Es en ese contexto que inició hoy un dialogo con Alberto Rosales: ¡¡tratando al mismo tiempo de llegarle a la gente!! de ayudar a los queridos escuálidos a elevar su compresión de la realidad y su capacidad de enfrentarse a la barbarie chavista.

Mi punto de partida en ese esfuerzo es el siguiente: tal como dice Alberto en su libro, hoy se habla crudamente del final de la filosofía, del cul de sac en el que ésta se haya, de su incapacidad para entender lo humano. Por estos días trabajo intensamente de Heidegger ¿Qué significa pensar? e Identidad y Diferencia; y basta asomarse a esas profundidades para comprender el por qué de la quiebra de la filosofía y de su indudable final: Heidegger se niega férreamente a abordar la dimensión moral del hombre. No por algún perjuicio o aprehensión, sino tal vez porque la filosofía de ninguna manera puede asumir esa tarea. Porque –tal como Alberto enfatiza– aquélla tiene como meta desentrañar la verdad ¡¡y en el plano de la moral no hay ninguna verdad!! es decir, ninguna de carácter conceptual; porque tal vez la verdad moral sólo tenga sentido en la existencia, un plano al cual –pese a los esfuerzos existencialistas de Heidegger– no tenemos acceso… racional.
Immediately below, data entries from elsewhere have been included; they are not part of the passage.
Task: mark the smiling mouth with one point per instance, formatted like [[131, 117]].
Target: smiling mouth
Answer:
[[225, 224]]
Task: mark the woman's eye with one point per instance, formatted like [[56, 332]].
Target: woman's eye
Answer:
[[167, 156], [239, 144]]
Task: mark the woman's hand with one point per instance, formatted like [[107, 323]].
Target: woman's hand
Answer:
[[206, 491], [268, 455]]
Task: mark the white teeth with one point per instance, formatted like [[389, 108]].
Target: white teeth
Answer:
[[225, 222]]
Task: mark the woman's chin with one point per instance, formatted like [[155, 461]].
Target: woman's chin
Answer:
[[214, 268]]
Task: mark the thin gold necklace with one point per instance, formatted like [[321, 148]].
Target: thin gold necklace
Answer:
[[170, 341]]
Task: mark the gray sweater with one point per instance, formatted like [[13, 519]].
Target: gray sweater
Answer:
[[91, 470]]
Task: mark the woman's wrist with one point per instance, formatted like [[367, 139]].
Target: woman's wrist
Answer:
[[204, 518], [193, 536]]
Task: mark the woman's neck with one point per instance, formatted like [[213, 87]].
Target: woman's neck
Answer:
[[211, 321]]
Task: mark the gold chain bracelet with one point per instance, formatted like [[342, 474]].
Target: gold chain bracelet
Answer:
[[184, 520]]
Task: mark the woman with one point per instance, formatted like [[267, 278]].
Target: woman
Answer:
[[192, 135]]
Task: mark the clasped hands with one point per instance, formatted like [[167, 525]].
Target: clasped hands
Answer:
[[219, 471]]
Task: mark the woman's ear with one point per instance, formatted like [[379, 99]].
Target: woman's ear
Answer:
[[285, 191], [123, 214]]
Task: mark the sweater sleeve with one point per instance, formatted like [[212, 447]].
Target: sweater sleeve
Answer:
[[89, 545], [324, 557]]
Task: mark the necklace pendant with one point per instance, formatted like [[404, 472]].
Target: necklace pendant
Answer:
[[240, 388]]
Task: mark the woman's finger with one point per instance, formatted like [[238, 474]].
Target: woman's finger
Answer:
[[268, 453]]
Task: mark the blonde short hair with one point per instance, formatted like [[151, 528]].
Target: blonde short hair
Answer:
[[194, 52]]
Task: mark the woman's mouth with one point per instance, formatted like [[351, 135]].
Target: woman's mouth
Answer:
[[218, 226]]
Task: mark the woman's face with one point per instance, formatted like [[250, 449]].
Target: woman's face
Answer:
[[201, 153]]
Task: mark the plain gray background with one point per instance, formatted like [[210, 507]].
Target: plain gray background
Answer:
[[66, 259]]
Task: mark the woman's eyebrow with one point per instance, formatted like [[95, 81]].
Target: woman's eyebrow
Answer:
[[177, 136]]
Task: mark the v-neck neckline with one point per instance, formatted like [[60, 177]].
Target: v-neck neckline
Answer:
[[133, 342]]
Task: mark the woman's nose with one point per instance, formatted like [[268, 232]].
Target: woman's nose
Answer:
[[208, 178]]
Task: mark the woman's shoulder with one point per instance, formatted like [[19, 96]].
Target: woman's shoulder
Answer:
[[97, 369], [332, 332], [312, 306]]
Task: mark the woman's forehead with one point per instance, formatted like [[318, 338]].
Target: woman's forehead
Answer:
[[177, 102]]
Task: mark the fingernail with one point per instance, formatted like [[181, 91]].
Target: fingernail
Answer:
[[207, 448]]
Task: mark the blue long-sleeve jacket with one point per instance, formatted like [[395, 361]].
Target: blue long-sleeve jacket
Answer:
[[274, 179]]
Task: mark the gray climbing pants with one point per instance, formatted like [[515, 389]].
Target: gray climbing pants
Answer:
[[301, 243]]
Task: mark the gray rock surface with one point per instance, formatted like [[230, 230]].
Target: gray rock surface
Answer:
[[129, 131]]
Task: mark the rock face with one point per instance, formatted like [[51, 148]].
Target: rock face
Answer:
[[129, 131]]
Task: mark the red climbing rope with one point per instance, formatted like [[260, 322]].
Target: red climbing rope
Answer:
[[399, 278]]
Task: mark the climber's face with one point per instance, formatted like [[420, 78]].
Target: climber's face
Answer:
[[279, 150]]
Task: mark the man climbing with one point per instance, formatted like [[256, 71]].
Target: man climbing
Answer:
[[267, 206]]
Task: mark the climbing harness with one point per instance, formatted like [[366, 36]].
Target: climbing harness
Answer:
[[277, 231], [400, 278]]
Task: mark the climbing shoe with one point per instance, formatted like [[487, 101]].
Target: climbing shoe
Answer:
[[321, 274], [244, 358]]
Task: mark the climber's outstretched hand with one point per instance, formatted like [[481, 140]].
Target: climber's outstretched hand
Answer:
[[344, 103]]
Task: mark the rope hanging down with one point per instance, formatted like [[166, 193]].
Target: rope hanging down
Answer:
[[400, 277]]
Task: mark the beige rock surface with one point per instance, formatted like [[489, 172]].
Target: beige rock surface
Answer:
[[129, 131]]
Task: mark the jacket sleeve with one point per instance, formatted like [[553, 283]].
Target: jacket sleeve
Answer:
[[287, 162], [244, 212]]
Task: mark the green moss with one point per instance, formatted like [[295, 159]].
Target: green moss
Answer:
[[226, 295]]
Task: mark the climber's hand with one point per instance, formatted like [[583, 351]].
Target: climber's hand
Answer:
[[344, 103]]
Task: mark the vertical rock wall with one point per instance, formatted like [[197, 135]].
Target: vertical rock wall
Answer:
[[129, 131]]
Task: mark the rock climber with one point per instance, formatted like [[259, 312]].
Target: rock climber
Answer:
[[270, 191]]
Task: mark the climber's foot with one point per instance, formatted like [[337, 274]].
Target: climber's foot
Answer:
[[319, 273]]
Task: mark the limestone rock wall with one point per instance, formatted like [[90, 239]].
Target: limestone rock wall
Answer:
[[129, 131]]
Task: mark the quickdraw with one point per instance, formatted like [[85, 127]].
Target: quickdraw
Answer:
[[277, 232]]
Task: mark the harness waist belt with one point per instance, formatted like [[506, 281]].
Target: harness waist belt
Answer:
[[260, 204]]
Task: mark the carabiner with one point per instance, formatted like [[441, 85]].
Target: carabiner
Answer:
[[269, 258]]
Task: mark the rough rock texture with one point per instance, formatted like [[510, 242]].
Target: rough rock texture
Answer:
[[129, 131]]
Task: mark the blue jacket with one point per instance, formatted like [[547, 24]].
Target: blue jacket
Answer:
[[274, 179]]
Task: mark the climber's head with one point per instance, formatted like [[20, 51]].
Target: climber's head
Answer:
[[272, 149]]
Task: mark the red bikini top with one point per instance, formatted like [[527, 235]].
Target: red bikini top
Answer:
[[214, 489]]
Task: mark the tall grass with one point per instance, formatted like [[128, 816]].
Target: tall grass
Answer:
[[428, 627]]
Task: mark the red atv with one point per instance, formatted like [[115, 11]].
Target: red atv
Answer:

Todo un rollo que parece muy abstracto –¡¡ánimo amigos escuálidos!!– pero que es ultraelemental: Platón fundó la filosofía sobre la base estricta de la matemática, terreno en el cual la Verdad es inapelable; y Aristóteles le aplicó Platón a la naturaleza, donde la Verdad todavía conserva buena parte de su fuerza. Porque en ambos terrenos las subjetividades no cuentan… o cuentan muy poco. ¡¡Pero hasta allí llegó la filosofía!! los restantes 2.300 años han sido tan solo –como alguien dijo de Platón– notas al pie de página de aquellos dos grandes filósofos. Esfuerzos fallidos –incluidos los suyos– por encontrar en el plano de la moral algo parecido a las verdades y los conceptos que sin duda valen para la matemática y la naturaleza.